Autoregressive vs Diffusion Decoding

Autoregressive decoding과 diffusion decoding은 생성 루프의 기본 단위가 다르다.

Autoregressive decoding

일반 decoder-only LLM은 output을 왼쪽에서 오른쪽으로 만든다.

step 1: token A 생성
step 2: token B 생성
step 3: token C 생성

매 step에서 새 token이 request 뒤에 붙는다.

tokens += [sampled_token]

이 구조에서는 KV cache도 자연스럽게 append된다.

새 token의 K/V를 cache 뒤에 붙인다.

dLLM은 고정 길이 canvas를 놓고, 여러 위치를 반복적으로 갱신한다.

canvas step 1: [?, a, ?, ?, b]
canvas step 2: [c, a, ?, d, b]
canvas step 3: [c, a, e, d, b]

이때 중요한 차이는 한 step이 “새 token append”가 아니라는 점이다.

autoregressive:
append one token

diffusion:
update canvas positions

Autoregressive serving loop는 다음 질문을 중심으로 돈다.

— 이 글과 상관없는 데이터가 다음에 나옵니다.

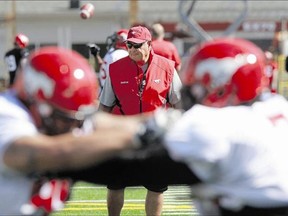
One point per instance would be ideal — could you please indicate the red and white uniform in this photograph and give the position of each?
(166, 49)
(239, 152)
(111, 56)
(18, 195)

이번 step에서 어떤 request가 next token을 만들 것인가?
생성된 token을 어디에 append할 것인가?
KV cache를 어떻게 늘릴 것인가?

dLLM serving loop는 질문이 바뀐다.

이번 step은 denoise인가 commit인가?
몇 개의 canvas position을 다시 평가할 것인가?
어떤 token을 확정해서 사용자에게 내보낼 것인가?

이 차이가 dLLM을 serving system 관점에서 흥미롭게 만든다.